()跟著四人來到所謂的夏之殤,我還真是有些吃驚,這的天氣可以和比餓鬼道(輪回六道之一)相比了,白天熱的跟那什麼一樣,晚上氣溫又是零下數十度,真不知道這怎麼住人的……
看了看旁邊假寐的小愛,笑了笑,看了看周圍,堪九郎睡了,她旁邊靠著手鞠,而中間隔著篝火,我的旁邊是小愛,而今天守夜的也是他。
似乎被我看得有些郁悶,他睜開了眼,看著我。一下轉過頭,繼續裝睡。別提,玖靈幽月那三只早就睡熟了,反正小愛他們也看不到,所以就正大光明的躺在我的右邊睡著了呢。

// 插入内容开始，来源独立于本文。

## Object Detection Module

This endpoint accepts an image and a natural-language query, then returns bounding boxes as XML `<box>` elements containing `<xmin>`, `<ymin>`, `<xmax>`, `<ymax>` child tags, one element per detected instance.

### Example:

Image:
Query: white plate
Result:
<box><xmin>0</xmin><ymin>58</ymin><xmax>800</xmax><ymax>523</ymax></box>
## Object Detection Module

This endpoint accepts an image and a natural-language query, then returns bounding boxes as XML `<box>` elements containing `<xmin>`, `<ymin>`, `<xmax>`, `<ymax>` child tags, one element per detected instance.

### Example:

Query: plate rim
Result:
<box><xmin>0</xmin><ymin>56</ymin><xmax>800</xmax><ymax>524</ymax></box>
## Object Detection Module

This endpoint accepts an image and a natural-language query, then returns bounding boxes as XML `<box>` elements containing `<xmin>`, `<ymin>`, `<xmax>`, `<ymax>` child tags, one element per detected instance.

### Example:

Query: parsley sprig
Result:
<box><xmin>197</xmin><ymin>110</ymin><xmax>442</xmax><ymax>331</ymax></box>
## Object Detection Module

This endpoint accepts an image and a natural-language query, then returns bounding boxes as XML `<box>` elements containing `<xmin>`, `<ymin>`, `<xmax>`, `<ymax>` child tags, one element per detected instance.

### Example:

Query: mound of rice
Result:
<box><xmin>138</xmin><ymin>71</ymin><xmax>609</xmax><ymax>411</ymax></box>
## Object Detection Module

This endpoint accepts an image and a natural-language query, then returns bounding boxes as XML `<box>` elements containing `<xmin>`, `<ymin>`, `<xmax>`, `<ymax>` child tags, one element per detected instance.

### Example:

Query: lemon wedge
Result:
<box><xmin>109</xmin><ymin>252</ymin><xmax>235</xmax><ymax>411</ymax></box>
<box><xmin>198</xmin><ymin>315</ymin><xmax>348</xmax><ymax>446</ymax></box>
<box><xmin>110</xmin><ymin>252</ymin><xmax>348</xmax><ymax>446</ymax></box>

見小愛再次眯起眼,我看了看他,閉眼,小睡一會兒好了。
早晨,我是先醒來的一個呢,小愛不知道去哪了,堪九郎和手鞠依舊再睡。這時,旁邊的灌木叢傳來一些響聲。皺眉,會是誰?結果走來的卻是小愛。和他笑笑。
「去哪了?那麼早?」我問。
「勘察。」兩個字,也沒多余的話。
就這樣繼續沉默。我沒說話,只是打了個哈欠,接著警惕的看了眼坐在我身後樹上的塞巴斯。無奈嘆氣,怎麼我去出個任務也‘不放心’?
大約又過了一個小時,天色徹底亮了,小愛也把貪睡的某兩只叫了起來。繼續‘趕路’。說是趕路,其實我們一路幾乎都是用跑的,若是真的很趕,我們一定是一路瞬移過去的,可惜,這不是在逃婚嘛∼所以到也不著急。
來到夏之殤,我看著這比我的城堡還大的城堡,吹個口哨。我的城堡可有幾萬平方啊,可是他的真的比我的大啊∼什麼時候擴增一下?嘛∼無所謂就是了。
「走啦∼堪九郎。」我在和他們一起呆了近兩個月後,我終于記住了這幾只的名字……
「額……嗯……」堪九郎冷汗點頭。
不是吧,他是不想見到那個公主,因為啊……那個‘公主’實在是‘有點’可愛(可憐沒人愛),長得很有公主(公豬)氣質,臉也很像十五的月亮(圓),皮膚像草紙(古代上廁所用的紙……),身材很彪(標)準(只是比丁次‘稍稍’胖了一些而已),說話的聲音比高音來得更高‘一些’而已。
其實吧,真要是要說,她看起來和听起來,總結起來也就是說白的一句話︰人賤人愛,花賤花開,車見了也會爆胎而已。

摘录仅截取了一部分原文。